Two weeks ago, the global power centers were left reeling by the geopolitical earthquake of ex-Venezuelan President Nicolás Maduro’s capture. For decades, the so-called “Venezuelan problem” was slow-burning dynamite due to sanctions and diplomatic stalemates. With the US military presence in Caracas and the capture of Nicolas Maduro, the global energy map is now set on fire by this dynamite.

The US intervention bypassed traditional diplomatic channels as special forces entered Caracas, and by the time the sun rose, a “new era” was declared by headlines of the Western Hemisphere.

Profound confusion followed rather than celebration, as Brussels, UN and various Latin American capitals were questioning the legality of this capture. Was law enforcement based on long-standing narcotrafficking indictments or a blatant violation of sovereignty?

US forces secured key nodes of the state oil giant, Petróleos de Venezuela, S.A. (PDVSA), and the global community remained confused as to who was in charge due to interim authorities being hastily organized in coordination with Washington, and so, the largest proven oil reserves effectively fell under US “energy dominance.”

Why did prices fall, then?

Major oil-producing nations being invaded by the military would have had triple-digit-level soars in crude oil prices in any other decade, yet, in a complete paradox, WTI crude dropped to around $57 per barrel in the days after the takeover. Looking at economic theory, this paradox can be explained by the Theory of Rational Expectations and the Efficient Market Hypothesis.

Under the Efficient Market Hypothesis, all available information is immediately incorporated into the current price by the market; therefore, after the “political risk” of the Maduro regime was removed, markets priced the certainty of future supply, even if this supply is years ahead. Investors did not perceive the situation as a war but as a decade-long bottleneck.

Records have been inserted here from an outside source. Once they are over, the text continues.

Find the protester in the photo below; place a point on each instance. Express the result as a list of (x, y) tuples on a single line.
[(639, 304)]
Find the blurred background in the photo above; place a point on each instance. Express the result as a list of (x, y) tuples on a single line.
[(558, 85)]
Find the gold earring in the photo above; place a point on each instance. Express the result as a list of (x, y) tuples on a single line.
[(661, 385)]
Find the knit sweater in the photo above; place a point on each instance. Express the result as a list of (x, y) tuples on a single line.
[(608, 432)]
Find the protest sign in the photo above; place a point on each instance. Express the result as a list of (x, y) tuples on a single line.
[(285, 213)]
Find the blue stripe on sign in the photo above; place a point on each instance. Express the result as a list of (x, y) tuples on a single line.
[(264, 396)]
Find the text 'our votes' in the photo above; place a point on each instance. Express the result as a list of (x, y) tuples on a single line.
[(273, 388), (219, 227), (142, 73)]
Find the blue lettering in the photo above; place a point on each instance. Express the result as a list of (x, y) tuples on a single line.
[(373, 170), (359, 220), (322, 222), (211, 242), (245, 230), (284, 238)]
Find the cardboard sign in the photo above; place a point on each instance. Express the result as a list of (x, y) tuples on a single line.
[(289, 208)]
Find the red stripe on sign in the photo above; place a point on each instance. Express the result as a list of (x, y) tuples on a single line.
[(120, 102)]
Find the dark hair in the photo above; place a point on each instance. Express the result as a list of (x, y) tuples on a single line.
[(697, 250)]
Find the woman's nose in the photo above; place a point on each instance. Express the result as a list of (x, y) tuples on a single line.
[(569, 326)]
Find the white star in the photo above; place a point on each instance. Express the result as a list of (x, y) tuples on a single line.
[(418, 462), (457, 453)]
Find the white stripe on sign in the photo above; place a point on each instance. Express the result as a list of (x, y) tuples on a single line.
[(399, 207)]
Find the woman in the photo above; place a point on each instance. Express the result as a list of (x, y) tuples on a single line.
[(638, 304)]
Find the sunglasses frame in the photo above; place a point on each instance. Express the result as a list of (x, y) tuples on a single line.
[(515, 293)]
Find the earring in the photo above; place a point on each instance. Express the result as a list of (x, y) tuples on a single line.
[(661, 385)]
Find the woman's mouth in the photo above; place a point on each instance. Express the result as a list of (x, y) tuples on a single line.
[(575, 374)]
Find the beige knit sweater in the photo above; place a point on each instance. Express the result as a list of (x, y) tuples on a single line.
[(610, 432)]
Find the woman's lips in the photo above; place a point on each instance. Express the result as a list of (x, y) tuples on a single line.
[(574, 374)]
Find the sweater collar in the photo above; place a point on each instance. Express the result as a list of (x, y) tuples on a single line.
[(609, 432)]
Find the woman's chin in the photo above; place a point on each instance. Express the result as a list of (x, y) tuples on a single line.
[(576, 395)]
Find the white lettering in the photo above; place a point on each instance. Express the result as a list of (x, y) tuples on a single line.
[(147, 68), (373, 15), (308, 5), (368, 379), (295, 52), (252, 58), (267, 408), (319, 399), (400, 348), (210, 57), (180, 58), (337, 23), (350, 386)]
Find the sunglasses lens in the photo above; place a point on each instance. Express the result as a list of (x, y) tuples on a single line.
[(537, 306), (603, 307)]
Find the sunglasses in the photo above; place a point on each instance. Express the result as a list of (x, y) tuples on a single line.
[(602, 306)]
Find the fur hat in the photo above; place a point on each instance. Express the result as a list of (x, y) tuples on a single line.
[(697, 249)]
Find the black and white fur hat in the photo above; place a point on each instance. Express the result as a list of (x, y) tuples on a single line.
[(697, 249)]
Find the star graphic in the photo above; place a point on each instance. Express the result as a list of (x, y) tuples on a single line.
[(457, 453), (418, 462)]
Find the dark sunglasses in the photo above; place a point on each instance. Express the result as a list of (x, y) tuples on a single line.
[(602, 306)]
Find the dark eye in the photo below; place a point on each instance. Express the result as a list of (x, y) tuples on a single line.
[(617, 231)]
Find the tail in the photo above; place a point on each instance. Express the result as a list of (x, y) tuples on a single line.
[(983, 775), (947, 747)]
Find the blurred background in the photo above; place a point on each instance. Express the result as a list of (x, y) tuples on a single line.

Hotelling’s rule states that non-renewable resources’ prices, minus extraction cost, eventually rise over time at the rate of interest to ensure efficient extraction and maximization of resource owner profits. In essence, it refers to the optimal path for depleting a final resource, where scarcity value increases over time and so do returns, directing owners to wait because they could earn more, with the resources’ “in-situ value” growing like an interest-bearing asset. Venezuela’s oil was blocked by sanctions, and this had created artificial scarcity; therefore, this intervention supposedly “unlocked” these reserves, lowering the scarcity rent. Other global producers, fearing a future flood of Venezuelan crude, may have increased output to capture market share before prices bottom out, giving birth to a phenomenon similar to the “Green Paradox,” defined by German economist Hans-Werner Sinn in his controversial book with the same name. Record-breaking production from the US Permian Basin and surging output from Guyana, Brazil and Canada have created a massive buffer, as market analysts expect a 2 million barrels per day (mbd) surplus for the year, with Venezuela’s resources merely adding to the bearish sentiment, further accentuating the aforementioned effects.

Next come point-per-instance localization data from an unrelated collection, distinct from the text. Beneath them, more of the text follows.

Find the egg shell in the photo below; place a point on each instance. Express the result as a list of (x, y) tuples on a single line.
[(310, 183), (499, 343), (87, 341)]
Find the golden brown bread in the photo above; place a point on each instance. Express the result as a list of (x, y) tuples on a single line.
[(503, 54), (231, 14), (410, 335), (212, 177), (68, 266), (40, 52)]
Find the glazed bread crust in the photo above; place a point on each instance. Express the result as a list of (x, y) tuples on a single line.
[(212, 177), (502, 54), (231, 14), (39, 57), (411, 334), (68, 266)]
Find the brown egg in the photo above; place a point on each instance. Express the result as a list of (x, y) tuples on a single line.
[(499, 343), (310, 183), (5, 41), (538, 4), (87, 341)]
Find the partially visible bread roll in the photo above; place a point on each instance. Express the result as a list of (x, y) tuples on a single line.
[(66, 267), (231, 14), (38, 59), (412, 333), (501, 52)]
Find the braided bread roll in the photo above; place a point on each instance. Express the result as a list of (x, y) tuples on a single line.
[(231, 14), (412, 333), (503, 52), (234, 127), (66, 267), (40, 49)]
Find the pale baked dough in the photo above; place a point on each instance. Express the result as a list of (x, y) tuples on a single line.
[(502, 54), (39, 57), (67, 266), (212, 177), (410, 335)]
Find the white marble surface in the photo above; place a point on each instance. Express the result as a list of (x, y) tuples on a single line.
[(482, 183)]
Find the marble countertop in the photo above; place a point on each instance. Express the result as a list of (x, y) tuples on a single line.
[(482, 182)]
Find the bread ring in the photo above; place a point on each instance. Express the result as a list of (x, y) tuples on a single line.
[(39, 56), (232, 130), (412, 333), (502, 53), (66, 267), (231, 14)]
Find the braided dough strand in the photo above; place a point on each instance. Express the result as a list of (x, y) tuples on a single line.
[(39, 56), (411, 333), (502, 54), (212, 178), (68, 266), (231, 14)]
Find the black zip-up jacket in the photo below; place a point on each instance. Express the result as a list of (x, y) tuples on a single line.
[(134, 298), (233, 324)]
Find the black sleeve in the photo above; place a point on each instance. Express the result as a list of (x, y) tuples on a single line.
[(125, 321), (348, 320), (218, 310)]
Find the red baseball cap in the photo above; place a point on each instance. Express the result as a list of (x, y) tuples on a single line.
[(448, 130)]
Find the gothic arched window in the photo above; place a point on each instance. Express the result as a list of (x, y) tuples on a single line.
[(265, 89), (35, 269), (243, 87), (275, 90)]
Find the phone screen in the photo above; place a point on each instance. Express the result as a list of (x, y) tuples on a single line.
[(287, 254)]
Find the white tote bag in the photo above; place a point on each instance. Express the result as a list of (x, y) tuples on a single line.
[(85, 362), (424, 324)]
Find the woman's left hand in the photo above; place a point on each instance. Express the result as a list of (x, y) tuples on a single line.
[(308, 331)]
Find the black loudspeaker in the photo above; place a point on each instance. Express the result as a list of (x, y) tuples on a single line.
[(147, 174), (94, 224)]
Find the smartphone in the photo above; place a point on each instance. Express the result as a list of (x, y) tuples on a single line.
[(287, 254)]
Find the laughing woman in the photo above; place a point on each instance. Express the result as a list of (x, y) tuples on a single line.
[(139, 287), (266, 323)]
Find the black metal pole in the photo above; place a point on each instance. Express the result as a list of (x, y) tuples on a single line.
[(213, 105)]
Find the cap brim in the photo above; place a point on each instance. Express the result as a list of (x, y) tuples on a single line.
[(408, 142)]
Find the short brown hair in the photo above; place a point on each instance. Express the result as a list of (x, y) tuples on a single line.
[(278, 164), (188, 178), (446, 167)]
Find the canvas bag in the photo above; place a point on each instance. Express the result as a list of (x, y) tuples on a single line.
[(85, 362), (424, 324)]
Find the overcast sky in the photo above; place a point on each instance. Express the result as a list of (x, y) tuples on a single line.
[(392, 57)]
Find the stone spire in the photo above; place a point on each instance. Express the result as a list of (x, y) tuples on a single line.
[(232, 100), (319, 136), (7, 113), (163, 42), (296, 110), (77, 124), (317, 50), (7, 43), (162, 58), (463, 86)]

Beijing, which relied on Venezuela as a key strategic partner, is now facing a catastrophic loss, introducing two critical economic tensions:

  1. Venezuela used a clandestine network of tankers to bypass sanctions and sell oil to China illegally, with US intervention forcing this trade into light. Cournot competition explains how the sudden unification of this “dark supply” with the global market led to the discovery of the real price, revealing that global supply was actually higher than previous estimates.
  2. China has extended over $60 billion in loans-for-oil deals to Caracas. The interim government of Venezuela may invoke the legal-economic theory of odious debt, saying that such loans sustained a dictatorship instead of going towards the people. If this debt is declared unenforceable, China will face a credit shock and most likely will prompt reciprocal retaliation by potentially restricting rare earth mineral supply chains critical to the US tech sector.

This regime change does not result in instant oil, as the physical state of PDVSA is the result of infrastructure rot. Mismanagement over the years left the Orinoco Belt’s “upgraders” nonfunctional and pipeline networks looted for scrap. A 3-5 year process of restoration is expected to reach the 3 million barrels per day (mbd) production level, along with $100-200 billion in capital. While Chevron and other companies are poised to lead this, the operational landscape they are supposed to work with is basically non-existent. The current low price of the market is a bet on the long-term efficiency of Western capital over the short-term reality of a broken industry.

Conclusions

Washington has fundamentally shifted the global cost curve of oil through acquiring Venezuela, showcasing a demonstration of force and confidence in betting on their long-term energy dominance over short-term geopolitical stability. However, a trade-off as such needs navigating a standoff with the Chinese counterparts and the multi-year slog of rebuilding a nation. Oil has been secured by the gun barrel, but long-term restructuring of global energy markets has only just begun.